Possessing the ability to refuel spacecraft in outer space isn’t just something you’ve seen in your favorite science fiction movies, it’s a real eventual goal of NASA’s. Fortunately, the American space agency is already hard at work in transforming this concept into reality.
Image Credit: NASA's Goddard Space Flight Center/Chris Gunn
Refueling a spacecraft in outer space is no easy task. Doing so necessitates much care and precision, not only because of the meticulous tangoing between two spacecraft but also because of the volatile qualities of cryogenic fuel.
In an effort to learn the intricate art behind spacecraft refueling, NASA employed the Robotic Refueling Mission (RRM), an initiative intended to prepare spacecraft engineers for the precise maneuvers necessary for conducting this procedure in outer space.

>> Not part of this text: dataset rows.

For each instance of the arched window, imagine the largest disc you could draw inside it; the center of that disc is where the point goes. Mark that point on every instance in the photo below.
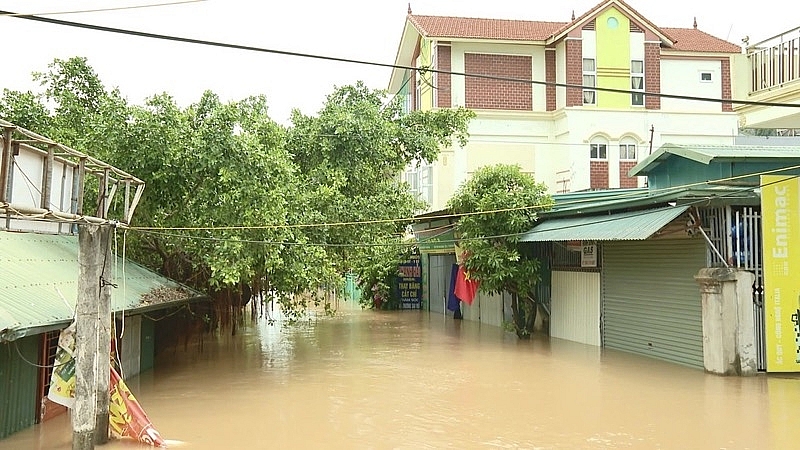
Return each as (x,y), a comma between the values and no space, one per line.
(598,148)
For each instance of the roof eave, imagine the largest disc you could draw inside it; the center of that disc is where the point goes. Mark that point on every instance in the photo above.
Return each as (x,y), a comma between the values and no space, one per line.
(665,39)
(405,49)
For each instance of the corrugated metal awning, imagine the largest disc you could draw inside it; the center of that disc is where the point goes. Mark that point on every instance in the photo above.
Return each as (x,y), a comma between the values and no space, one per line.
(39,284)
(626,226)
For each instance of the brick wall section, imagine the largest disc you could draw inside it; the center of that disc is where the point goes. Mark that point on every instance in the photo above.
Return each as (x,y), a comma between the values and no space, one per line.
(550,77)
(484,93)
(624,180)
(598,174)
(443,83)
(574,71)
(652,74)
(726,84)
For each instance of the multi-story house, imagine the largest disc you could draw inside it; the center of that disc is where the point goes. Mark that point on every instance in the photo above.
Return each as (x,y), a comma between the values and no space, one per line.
(570,138)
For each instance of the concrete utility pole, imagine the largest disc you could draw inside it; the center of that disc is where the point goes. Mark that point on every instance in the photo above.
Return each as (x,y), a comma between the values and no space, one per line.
(104,339)
(93,339)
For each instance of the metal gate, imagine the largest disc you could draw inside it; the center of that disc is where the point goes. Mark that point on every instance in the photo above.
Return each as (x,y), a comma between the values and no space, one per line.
(439,274)
(736,232)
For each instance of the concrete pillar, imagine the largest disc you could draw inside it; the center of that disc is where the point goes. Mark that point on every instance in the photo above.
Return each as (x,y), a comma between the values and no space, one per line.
(728,327)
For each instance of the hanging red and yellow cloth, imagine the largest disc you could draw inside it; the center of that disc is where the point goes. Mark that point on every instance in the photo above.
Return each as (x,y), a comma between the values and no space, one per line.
(126,417)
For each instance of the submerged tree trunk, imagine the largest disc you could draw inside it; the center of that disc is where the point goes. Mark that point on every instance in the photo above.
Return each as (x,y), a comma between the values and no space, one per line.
(524,315)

The first two phases of the Robotic Refueling Mission – named RRM and RRM2 respectively – involved perfecting the process of remotely removing a spacecraft’s fuel caps and interacting with its valves. But the third phase of the Robotic Refueling Mission, perhaps unsurprisingly entitled RRM3, will involve the storage and transfer of cryogenic fuel in space for the first time.

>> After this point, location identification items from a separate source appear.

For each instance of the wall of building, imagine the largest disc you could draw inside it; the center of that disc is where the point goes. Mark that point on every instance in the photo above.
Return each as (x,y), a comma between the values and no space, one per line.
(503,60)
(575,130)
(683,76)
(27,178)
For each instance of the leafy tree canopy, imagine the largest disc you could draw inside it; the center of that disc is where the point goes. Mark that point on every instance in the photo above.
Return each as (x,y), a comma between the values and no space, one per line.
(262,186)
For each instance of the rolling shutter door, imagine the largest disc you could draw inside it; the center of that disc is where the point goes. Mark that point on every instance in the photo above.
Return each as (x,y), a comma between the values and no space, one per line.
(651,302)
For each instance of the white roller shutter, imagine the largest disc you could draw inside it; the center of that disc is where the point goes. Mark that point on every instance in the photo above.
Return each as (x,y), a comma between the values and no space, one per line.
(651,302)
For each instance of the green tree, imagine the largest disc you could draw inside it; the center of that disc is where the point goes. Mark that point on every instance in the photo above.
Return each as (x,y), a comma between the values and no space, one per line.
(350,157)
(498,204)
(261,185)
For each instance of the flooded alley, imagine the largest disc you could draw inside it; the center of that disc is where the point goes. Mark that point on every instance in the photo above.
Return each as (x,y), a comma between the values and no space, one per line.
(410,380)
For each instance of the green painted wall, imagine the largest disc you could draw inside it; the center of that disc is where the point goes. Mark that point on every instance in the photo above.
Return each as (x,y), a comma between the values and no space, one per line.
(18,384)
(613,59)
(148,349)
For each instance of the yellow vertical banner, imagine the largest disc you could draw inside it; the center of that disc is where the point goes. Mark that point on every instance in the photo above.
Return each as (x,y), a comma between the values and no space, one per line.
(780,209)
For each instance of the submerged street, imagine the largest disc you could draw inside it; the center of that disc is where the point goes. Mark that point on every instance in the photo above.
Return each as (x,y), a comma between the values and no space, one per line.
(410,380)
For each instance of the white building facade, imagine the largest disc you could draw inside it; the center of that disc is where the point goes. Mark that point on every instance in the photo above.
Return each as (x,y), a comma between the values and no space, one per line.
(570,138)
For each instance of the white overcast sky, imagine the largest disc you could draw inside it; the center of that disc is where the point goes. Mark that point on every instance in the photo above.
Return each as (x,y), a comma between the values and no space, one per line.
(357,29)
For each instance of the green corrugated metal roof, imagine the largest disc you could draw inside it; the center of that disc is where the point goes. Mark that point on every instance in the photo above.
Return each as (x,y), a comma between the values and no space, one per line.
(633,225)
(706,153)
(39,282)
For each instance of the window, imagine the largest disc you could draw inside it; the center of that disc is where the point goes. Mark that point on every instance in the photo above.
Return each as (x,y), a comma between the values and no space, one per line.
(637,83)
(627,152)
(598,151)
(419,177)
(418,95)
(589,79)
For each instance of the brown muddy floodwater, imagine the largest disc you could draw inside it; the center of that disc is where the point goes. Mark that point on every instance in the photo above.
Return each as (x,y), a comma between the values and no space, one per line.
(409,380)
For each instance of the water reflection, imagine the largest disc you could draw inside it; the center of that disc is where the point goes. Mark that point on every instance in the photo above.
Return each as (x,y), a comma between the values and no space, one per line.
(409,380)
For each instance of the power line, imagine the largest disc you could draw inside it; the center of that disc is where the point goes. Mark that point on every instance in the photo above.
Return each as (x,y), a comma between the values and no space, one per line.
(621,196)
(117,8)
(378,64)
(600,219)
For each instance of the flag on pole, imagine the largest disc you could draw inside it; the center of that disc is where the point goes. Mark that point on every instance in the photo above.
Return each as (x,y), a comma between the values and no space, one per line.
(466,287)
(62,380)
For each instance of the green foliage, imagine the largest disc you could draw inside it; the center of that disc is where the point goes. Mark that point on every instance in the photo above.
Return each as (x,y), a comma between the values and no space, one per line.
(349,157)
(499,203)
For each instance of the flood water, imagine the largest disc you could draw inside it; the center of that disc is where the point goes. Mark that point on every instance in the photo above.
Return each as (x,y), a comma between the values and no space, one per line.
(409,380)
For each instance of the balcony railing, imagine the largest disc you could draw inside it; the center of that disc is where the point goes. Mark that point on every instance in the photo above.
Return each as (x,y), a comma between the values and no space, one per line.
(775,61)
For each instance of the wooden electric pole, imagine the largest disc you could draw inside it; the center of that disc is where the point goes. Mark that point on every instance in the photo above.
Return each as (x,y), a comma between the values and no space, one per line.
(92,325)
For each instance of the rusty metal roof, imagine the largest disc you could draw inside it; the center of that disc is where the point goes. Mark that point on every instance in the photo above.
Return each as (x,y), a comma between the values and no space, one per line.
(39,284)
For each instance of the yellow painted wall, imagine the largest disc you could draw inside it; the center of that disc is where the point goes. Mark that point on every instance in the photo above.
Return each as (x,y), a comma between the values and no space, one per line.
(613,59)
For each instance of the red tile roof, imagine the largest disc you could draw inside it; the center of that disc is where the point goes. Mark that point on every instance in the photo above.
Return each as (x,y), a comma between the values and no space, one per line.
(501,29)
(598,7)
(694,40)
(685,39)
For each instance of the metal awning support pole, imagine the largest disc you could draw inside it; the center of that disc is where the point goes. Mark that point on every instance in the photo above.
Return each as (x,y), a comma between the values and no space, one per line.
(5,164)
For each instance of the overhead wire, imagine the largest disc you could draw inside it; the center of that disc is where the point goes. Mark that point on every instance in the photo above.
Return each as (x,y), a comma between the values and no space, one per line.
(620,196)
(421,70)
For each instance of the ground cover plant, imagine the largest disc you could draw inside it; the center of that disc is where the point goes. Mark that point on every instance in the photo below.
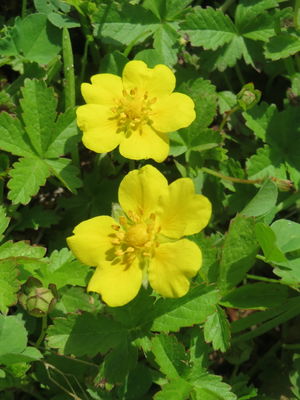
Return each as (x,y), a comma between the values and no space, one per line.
(149,217)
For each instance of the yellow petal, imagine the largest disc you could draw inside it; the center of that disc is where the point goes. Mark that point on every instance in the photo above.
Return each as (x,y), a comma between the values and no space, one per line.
(144,145)
(117,284)
(91,240)
(183,211)
(173,112)
(172,267)
(157,81)
(99,130)
(140,190)
(105,89)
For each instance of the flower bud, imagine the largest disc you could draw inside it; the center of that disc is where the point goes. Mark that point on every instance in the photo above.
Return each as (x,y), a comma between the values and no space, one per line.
(37,300)
(248,96)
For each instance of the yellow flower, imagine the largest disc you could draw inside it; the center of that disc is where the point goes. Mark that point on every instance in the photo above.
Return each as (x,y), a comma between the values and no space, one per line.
(146,244)
(135,111)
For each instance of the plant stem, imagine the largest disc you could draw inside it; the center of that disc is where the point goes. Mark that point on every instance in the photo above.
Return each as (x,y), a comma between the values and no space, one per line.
(226,5)
(43,331)
(262,278)
(68,70)
(24,8)
(231,178)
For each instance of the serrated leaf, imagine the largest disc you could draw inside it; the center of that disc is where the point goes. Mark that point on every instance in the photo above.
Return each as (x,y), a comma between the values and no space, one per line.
(9,284)
(282,46)
(263,165)
(211,387)
(4,221)
(67,173)
(173,314)
(177,389)
(256,296)
(20,250)
(9,343)
(166,43)
(63,270)
(39,113)
(36,217)
(217,330)
(31,37)
(263,202)
(239,251)
(26,178)
(12,136)
(209,28)
(170,355)
(259,117)
(64,136)
(85,334)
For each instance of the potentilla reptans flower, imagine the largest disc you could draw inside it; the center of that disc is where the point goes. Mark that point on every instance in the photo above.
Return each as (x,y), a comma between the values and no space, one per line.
(146,244)
(134,112)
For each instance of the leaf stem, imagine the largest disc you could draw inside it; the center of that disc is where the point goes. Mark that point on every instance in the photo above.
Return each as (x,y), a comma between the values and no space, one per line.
(43,330)
(231,178)
(68,70)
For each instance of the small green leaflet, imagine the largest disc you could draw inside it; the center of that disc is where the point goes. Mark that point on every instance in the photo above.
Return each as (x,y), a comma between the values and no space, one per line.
(41,141)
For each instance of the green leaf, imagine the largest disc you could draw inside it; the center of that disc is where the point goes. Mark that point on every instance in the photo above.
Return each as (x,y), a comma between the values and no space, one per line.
(85,334)
(263,165)
(166,43)
(259,117)
(177,389)
(239,251)
(256,296)
(193,308)
(211,387)
(36,217)
(205,97)
(26,178)
(287,235)
(65,135)
(119,362)
(217,330)
(209,28)
(124,24)
(31,37)
(170,355)
(9,285)
(267,240)
(263,202)
(282,46)
(12,343)
(166,9)
(12,136)
(39,113)
(67,173)
(63,270)
(4,221)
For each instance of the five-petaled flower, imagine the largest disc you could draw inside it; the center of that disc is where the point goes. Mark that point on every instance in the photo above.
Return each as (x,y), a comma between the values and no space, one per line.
(146,244)
(135,112)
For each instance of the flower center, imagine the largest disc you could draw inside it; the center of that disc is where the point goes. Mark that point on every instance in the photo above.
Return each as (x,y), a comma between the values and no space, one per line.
(137,235)
(133,111)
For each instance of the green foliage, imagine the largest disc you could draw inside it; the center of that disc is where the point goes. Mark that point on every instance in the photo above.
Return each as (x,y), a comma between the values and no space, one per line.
(234,335)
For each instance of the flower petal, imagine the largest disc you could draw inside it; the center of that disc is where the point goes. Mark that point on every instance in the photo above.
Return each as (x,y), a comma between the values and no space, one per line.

Humankind would benefit significantly from having space-centric gas stations present in the near and distant stellar neighborhood because it would enable scientific missions to endure long beyond the contents of a spacecraft’s limited fuel reserve. NASA’s Kepler Space Telescope, for example, recently ran out of fuel and scientific operations were ceased permanently.

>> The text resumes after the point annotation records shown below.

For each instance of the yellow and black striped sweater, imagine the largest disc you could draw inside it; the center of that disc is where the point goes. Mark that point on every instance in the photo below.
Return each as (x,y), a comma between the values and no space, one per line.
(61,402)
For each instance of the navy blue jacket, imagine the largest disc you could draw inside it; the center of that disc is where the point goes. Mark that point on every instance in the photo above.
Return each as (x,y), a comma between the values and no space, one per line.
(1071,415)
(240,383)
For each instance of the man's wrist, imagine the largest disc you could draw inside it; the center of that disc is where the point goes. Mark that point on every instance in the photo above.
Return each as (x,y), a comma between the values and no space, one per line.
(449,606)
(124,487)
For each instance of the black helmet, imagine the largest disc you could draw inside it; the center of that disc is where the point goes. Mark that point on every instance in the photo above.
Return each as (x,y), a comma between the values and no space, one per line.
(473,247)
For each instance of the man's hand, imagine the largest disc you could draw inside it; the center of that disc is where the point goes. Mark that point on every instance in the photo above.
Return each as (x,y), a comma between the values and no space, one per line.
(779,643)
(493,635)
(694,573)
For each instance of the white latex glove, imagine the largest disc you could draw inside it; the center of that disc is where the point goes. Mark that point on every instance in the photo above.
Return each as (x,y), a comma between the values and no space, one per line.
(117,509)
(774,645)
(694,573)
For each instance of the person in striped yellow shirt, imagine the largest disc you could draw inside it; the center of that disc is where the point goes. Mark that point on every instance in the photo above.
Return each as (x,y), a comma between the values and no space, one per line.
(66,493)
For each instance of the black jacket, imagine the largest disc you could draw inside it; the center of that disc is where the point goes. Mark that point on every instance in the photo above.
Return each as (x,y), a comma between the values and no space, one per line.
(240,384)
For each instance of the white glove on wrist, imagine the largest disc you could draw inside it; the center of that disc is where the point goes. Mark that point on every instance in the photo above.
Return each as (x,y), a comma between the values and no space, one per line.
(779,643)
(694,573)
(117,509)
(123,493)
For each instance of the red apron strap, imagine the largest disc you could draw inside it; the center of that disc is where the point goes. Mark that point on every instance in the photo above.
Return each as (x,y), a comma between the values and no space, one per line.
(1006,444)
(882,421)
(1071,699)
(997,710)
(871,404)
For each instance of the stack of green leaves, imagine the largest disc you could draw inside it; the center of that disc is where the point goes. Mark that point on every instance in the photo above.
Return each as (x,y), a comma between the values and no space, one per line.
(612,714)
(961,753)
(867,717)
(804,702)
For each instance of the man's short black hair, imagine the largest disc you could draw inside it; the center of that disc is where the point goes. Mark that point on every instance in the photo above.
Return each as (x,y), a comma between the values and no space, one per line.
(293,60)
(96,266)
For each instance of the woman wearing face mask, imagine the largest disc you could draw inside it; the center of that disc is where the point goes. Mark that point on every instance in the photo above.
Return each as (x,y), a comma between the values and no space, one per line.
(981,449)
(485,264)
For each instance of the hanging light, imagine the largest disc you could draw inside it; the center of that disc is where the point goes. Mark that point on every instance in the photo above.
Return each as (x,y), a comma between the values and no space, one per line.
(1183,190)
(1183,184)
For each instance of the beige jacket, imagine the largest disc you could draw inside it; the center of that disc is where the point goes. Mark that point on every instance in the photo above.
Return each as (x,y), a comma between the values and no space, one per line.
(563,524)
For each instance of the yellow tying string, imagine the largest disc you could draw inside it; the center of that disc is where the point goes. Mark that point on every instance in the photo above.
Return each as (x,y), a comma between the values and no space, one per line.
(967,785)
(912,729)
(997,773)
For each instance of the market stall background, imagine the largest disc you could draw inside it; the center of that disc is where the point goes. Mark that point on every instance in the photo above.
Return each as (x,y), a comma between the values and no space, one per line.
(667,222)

"Any time we get to extend our stay in space is valuable for discovery," explained Beth Adams Fogle, NASA’s RRM3 mission manager. "RRM3's ability to transfer and store cryogenic fluid could alter our current fuel constraints for human exploration."
When launched, RRM3 will attach to the International Space Station where it will conduct its business. The module will purportedly store 42 liters’ worth of cryogenic fuel onboard for six months, and it’s being challenged to do so with without even the slightest amount of fluid loss.
NASA engineers integrated valuable lessons learned from the first two phases of the Robotic Refueling Mission to prevent any of RRM3’s cryogenic fuel stores from boiling away. If the storage technique works, then it could help pioneer future space mining projects, as many planetary bodies are thought to harbor compounds that could be exploited for space fuel.
"Any time you try something for the first time, there is an element of risk," added Jill McGuire, the project manager for RRM3. "We hope our technology demonstration helps drive down the risk of refueling in space for future exploration and science missions."
Without a doubt, it will be interesting to see this piece of equipment in action. With a little luck, perhaps the techniques we learn from it will drive humankind farther out into the solar system than ever before.